Interleukin-1 beta depletes insulin messenger ribonucleic acid and increases the heat shock protein hsp70 in mouse pancreatic islets without impairing the glucose metabolism.

D L Eizirik1, M Welsh, E Strandell, N Welsh, S Sandler.   

Abstract

In order to further characterize the actions of recombinant interleukin-1 beta (rIL-1 beta) on the function of insulin-producing cells, the effects of different concentrations of the cytokine were studied on islets obtained from four different mouse strains (NMRI, NOD, C57BL/6, and C57BL/Ks). For this purpose the islets were exposed to rIL-1 beta (25, 50, or 100 U/ml) for a 48-h period in medium RPMI 1640 containing 10% calf serum and 11.1 mM glucose. In all groups and at the various rIL-1 beta concentrations tested, there was a similar 30-50% inhibition in glucose-induced insulin release, a 70-80% decrease in islet insulin content, and no significant differences in islet DNA content or insulin accumulation in the culture medium.

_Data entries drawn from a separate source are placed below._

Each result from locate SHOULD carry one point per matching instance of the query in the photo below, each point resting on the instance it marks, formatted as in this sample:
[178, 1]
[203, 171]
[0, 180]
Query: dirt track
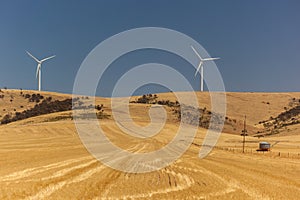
[48, 161]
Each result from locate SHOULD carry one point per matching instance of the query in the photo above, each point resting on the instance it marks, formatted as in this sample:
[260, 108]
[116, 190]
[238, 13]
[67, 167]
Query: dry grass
[46, 160]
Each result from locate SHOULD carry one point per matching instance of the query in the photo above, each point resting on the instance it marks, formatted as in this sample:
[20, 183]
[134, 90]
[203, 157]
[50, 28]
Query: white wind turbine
[200, 66]
[39, 68]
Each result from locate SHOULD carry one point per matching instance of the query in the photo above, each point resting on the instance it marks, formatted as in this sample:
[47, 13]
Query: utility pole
[244, 133]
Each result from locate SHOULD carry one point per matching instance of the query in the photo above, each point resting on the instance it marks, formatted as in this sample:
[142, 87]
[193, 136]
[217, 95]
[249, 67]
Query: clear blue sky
[258, 41]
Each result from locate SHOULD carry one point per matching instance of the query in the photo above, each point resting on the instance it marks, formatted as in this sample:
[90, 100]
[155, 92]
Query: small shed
[264, 146]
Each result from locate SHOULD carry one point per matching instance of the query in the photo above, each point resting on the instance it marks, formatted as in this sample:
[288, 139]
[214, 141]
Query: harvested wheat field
[42, 157]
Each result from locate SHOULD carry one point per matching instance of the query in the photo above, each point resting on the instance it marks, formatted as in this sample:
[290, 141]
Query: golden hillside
[42, 157]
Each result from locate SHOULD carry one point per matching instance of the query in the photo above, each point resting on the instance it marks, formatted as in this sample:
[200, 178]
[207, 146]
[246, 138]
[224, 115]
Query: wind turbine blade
[38, 69]
[210, 59]
[32, 56]
[199, 66]
[47, 58]
[196, 52]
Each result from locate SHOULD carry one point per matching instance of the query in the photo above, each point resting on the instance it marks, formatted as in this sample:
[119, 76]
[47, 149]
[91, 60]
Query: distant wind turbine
[39, 68]
[200, 66]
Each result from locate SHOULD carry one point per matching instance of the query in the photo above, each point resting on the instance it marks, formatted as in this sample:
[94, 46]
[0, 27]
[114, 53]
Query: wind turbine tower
[200, 66]
[39, 68]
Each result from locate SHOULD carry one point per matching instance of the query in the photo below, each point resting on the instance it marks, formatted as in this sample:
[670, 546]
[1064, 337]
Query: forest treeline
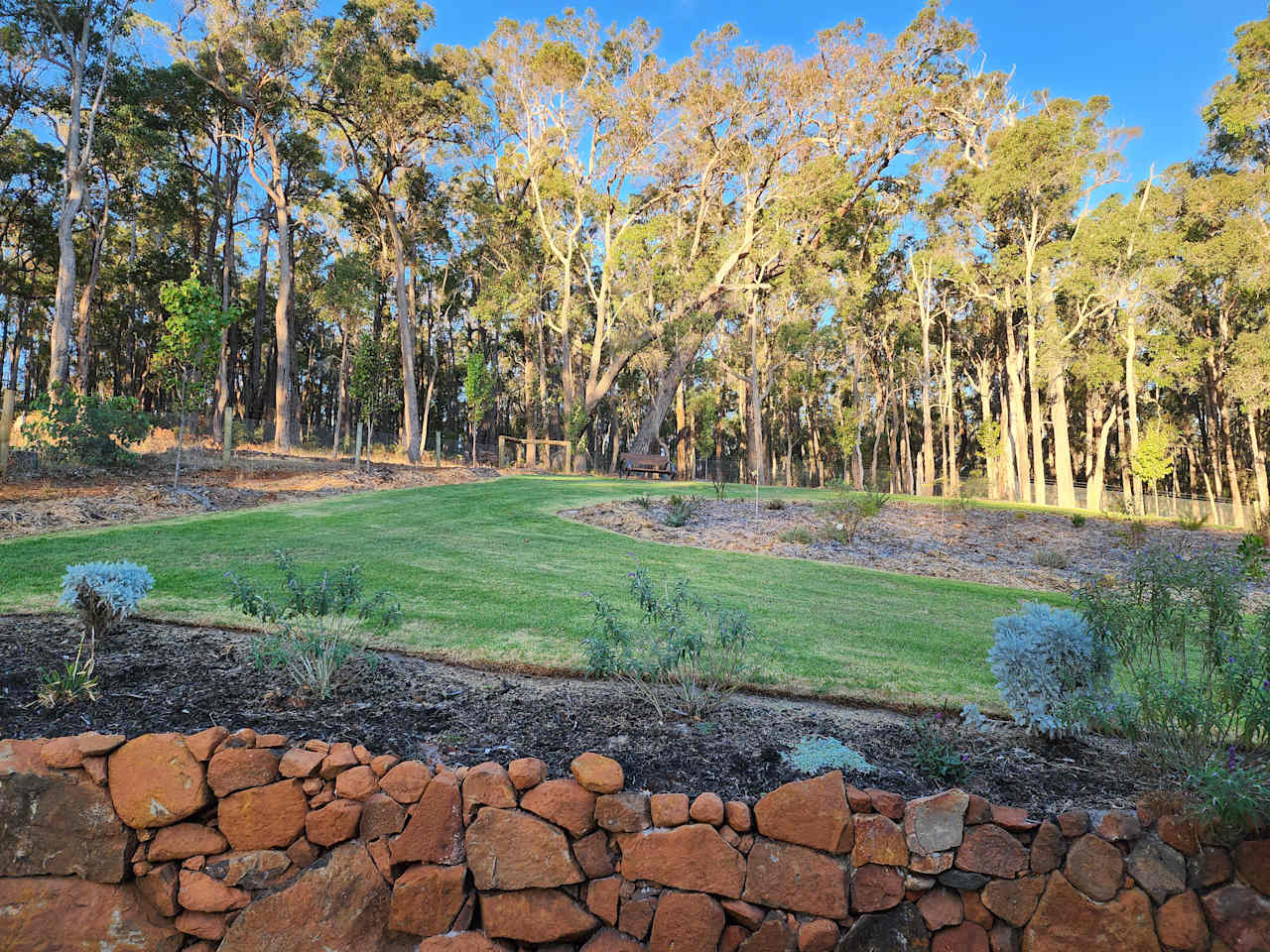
[869, 258]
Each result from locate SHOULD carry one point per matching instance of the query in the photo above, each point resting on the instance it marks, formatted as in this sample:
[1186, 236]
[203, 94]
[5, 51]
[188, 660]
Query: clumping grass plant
[679, 643]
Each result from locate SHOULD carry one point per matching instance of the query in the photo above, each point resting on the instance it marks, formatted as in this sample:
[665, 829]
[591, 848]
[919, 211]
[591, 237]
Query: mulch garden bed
[159, 676]
[1029, 549]
[32, 503]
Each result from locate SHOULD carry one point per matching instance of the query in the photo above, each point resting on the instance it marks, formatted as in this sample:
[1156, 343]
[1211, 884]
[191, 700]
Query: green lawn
[488, 572]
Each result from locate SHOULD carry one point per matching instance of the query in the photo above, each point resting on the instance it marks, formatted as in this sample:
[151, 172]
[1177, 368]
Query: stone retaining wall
[243, 842]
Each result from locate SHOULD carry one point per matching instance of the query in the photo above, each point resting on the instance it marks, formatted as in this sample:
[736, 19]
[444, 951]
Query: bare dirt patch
[33, 502]
[173, 676]
[971, 543]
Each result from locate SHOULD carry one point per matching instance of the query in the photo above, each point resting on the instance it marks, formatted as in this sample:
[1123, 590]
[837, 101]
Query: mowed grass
[488, 572]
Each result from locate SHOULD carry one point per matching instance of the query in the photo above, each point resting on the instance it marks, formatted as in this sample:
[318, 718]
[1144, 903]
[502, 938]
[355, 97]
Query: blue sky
[1156, 61]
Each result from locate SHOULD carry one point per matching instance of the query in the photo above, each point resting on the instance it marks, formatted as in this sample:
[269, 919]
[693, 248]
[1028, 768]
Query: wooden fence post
[10, 398]
[227, 443]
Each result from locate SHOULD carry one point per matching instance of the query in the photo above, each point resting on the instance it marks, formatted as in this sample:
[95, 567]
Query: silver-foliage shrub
[104, 593]
[817, 753]
[1051, 670]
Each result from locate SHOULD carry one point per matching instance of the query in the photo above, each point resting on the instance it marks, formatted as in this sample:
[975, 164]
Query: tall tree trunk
[255, 385]
[1064, 479]
[1017, 416]
[223, 368]
[84, 312]
[405, 331]
[286, 417]
[1259, 463]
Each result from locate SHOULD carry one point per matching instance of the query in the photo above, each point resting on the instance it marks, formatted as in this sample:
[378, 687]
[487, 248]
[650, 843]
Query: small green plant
[66, 685]
[680, 509]
[1232, 794]
[1134, 534]
[694, 648]
[73, 428]
[817, 753]
[935, 751]
[317, 621]
[1052, 558]
[1254, 553]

To clarify the mechanisms underlying the decreased islet insulin content, rates of (pro)insulin biosynthesis and insulin messenger RNA (mRNA) contents were determined. Exposure of NMRI and C57BL/6 islets to 50 U/ml rIL-1 beta reduced the (pro)insulin biosynthesis by 40-50% and the insulin mRNA contents by 80-90%. The cytokine also induced an increased cellular content of the heat shock protein hsp70, as measured by western blot analysis, and a decrease in DNA biosynthesis, as measured by [methyl-3H]thymidine incorporation. However, exposure to rIL-1 beta did not decrease islet total protein biosynthesis, glucose oxidation, ATP content, ATP/ADP ratio, cAMP content, or polyamine contents. In conclusion, these data suggest that exposure of mouse islets to rIL-1 beta reduces DNA synthesis, insulin mRNA levels, and the biosynthesis of (pro)insulin, without equally impairing other cellular functions. The mechanisms behind these reductions seem to be different from those observed in rat islets, where a rIL-1 beta-induced impairment of substrate metabolism at the mitochondrial level seems to be related to the decrease of several cellular functions.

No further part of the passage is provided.